Um olhar sobre a vida, fotos e a felicidade finlandesa após quatro décadas na Finlândia

O novo livro de Tim Bird, Happy Land (Terra feliz), reflete uma vida dedicada à observação, à fotografia e à busca pela felicidade na Finlândia. Ele também oferece alguns ensinamentos valiosos para quem chegou ao país recentemente.

Numa tarde ensolarada ao final do inverno, encontro o escritor e fotógrafo Tim Bird no terminal de balsas do Porto Sul, em Helsinque.

O inverno se mantém bem frio este ano, mas frequentemente ensolarado. Hoje é um dos primeiros dias em que a temperatura finalmente está acima de zero e a neve e o gelo começam a derreter. A luz do sol parece diferente – mais quente, primaveril – e o dia parece perfeito para visitar a fortaleza insular de Suomenlinna, nas proximidades.

O mar entre Helsinque e a ilha ainda está coberto por uma espessa camada de gelo. Por onde quebra-gelos e balsas o atravessaram, a superfície se quebrou em formações ondulares que lembram cristais de açúcar espalhados sobre um korvapuusti (o pão doce finlandês com aroma de cardamomo, encontrado em cafés por todo o país).

Bird observa os padrões com interesse. Depois de mais de quatro décadas na Finlândia, a travessia é uma jornada familiar.

Uma caminhada curta a partir da balsa nos leva ao Café Silo, localizado entre os edifícios históricos da fortaleza de Suomenlinna. Bird cumprimenta o proprietário; ele é um cliente assíduo. Várias de suas fotos estão nas paredes. Ele entrevistou, fotografou e conheceu muitas das pessoas que vivem e trabalham em Suomenlinna enquanto trabalhava em um livro sobre a fortaleza da ilha. [Nota: Tim Bird também escreveu e fotografou para este site.]

O ângulo da felicidade

Tim Bird caminha por uma trilha de cascalho em direção a um arco rosa na fortaleza insular de Suomenlinna, com neve no chão.

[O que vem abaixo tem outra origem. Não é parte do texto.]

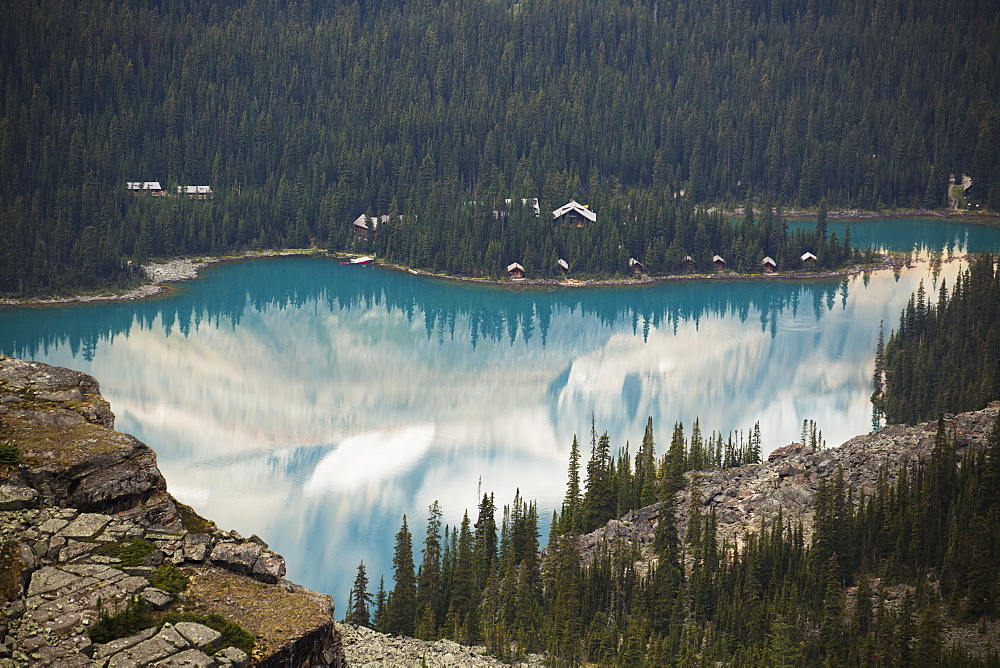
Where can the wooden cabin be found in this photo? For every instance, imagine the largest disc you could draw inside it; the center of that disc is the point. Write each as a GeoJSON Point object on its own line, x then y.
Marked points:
{"type": "Point", "coordinates": [151, 188]}
{"type": "Point", "coordinates": [195, 192]}
{"type": "Point", "coordinates": [364, 223]}
{"type": "Point", "coordinates": [573, 214]}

Em Happy Land, Tim Bird observa a vida na Finlândia a partir do que ele chama de uma “perspectiva lateral” – apreciativa, mas não acrítica.Foto: Emilia Kangasluoma

Apesar do título, Bird afirma que seu livro mais recente, Happy Land: Finding My Inner Finn (Terra Feliz: Encontrando Meu Finlandês Interior), não tem a intenção de reforçar o status da Finlândia como o país mais feliz do mundo. (O Dia Internacional da Felicidade é comemorado anualmente em 20 de março. Para coincidir com a data, a Rede de Soluções para o Desenvolvimento Sustentável das Nações Unidas publica o Relatório Mundial da Felicidade. Desde 2018, a Finlândia ocupa o primeiro lugar na lista dos países mais felizes do mundo, segundo o relatório.)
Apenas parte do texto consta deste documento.